Children likely to live shorter lives than their parents

The life expectancy of some of today's children will be years shorter than their parents' if current trends of poor diet and lack of exercise continue, Yvette Cooper, the Public Health minister, will warn today.

The life expectancy of some of today's children will be years shorter than their parents' if current trends of poor diet and lack of exercise continue, Yvette Cooper, the Public Health minister, will warn today.

Ms Cooper, who is speaking at the Community Practitioners and Health Visitors Association Conference in Harrogate, will outline the Government's increasing concerns about the poor state of children's health and diet. "The health problems that children have in their early years can haunt them for the rest of their lives,"she will say.

"Despite all the improvements such as new vaccinations, growing prosperity and the general improvement in health some health problems in children are getting worse."

Obesity in children has tripled since 1980, because of lack of exercise and high-fat diets, and asthma has more than doubled in the past 10 years, with one in seven children now having respiratory problems.

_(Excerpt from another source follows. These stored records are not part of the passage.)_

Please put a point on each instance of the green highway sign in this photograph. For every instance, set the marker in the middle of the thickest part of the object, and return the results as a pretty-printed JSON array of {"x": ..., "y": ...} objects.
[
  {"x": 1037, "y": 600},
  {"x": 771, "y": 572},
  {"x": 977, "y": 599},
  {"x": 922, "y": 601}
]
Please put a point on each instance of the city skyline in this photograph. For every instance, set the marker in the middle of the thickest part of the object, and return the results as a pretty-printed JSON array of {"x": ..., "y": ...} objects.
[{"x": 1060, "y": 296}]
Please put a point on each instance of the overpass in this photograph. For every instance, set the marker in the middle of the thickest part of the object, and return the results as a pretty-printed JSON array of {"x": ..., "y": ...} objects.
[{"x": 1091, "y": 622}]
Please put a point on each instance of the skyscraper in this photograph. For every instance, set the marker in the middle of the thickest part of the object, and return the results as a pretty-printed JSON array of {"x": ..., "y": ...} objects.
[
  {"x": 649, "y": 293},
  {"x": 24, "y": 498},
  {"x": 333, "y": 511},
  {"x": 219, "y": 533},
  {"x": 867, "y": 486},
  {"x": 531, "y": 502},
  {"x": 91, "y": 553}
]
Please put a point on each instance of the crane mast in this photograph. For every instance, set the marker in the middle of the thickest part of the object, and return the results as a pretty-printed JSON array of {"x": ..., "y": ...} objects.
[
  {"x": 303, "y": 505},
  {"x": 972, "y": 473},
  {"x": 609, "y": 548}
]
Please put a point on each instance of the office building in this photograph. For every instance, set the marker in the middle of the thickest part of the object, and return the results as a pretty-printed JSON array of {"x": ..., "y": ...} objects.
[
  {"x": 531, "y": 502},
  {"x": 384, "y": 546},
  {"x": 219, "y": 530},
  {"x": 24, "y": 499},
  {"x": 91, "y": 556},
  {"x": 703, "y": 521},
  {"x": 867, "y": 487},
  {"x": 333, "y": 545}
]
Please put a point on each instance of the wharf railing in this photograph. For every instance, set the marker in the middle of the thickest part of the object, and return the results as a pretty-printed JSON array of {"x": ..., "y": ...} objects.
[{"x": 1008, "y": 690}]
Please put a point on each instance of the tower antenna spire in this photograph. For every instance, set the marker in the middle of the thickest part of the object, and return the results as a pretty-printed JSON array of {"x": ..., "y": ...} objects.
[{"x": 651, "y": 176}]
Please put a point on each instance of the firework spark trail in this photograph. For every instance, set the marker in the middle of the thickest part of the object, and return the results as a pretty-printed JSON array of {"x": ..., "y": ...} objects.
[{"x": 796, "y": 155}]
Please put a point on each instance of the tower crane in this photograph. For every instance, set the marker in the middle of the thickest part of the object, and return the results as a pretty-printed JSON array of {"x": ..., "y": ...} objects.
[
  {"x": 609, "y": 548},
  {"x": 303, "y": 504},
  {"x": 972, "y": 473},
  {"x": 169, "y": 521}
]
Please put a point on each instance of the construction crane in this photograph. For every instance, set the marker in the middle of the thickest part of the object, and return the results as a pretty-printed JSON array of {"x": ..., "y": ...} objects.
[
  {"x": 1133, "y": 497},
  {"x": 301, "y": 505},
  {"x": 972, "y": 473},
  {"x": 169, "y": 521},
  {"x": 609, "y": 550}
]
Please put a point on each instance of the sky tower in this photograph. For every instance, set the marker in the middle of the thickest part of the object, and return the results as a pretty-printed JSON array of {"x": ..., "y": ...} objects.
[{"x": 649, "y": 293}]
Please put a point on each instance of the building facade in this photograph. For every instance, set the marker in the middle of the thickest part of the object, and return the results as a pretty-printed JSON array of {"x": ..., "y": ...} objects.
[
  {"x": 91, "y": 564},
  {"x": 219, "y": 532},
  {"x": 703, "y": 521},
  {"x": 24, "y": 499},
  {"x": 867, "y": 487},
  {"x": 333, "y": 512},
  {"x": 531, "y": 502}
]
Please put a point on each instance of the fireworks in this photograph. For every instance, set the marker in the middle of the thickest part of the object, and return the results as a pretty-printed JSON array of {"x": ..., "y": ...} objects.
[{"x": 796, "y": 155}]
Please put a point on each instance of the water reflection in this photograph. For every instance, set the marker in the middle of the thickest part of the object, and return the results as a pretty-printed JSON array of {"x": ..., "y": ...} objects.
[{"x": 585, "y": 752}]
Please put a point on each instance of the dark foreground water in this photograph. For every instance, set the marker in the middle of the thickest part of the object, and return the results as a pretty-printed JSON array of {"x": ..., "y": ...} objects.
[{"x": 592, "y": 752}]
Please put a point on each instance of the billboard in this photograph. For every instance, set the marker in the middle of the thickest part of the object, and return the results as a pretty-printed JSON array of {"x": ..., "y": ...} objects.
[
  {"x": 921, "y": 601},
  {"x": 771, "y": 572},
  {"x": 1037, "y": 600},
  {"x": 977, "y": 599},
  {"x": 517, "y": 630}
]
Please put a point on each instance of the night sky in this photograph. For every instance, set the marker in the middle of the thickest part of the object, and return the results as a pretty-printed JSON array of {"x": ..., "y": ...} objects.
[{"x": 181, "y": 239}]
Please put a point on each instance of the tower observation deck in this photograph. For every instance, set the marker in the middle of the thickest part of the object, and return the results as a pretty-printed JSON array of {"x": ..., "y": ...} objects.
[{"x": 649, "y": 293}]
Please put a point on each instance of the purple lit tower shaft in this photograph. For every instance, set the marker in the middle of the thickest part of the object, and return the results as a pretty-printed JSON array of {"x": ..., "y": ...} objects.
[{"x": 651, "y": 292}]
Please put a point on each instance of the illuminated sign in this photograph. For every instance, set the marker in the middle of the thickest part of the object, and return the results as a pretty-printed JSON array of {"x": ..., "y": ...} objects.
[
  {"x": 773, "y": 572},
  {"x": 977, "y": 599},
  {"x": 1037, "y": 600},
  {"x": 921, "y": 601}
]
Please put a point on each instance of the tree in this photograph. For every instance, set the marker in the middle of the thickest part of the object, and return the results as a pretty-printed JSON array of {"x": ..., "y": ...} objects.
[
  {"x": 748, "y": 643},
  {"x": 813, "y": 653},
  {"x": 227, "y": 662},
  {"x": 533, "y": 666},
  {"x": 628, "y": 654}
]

Doctors are also seeing an increase in the incidents of rickets, caused by a lack of vitamin D, and insufficient vitamin levels in children's diets is leading to poor health and development.

Government statistics show that life expectancy for people in Britain has increased steadily over the past 40 years and now stands at 74 years for men and 79 for women. But Ms Cooper says: "There is now a risk that the increase in life expectancy that we have seen in recent years could be lost for the next generation.

"It is a long-term issue for some groups in society. There is already a difference of about five years in life expectancy between the high and low-income groups.

"Life expectancy depends on diet, family background and lifestyle but we will see the repercussions of the increasing problems in child health in 40 or 50 years' time unless trends are reversed."

Low consumption of fruit and vegetables has been linked to asthma, and the National Diet and Nutrition Survey, published last month, showed that one child in five eats no fruit in a week. On average, a child consumes the equivalent of 30 sugar lumps a day.

The Government is looking at ways to improve children's diets and Ms Cooper will announce a scheme to give every child aged four to six a piece of fresh fruit in school every day, starting next month.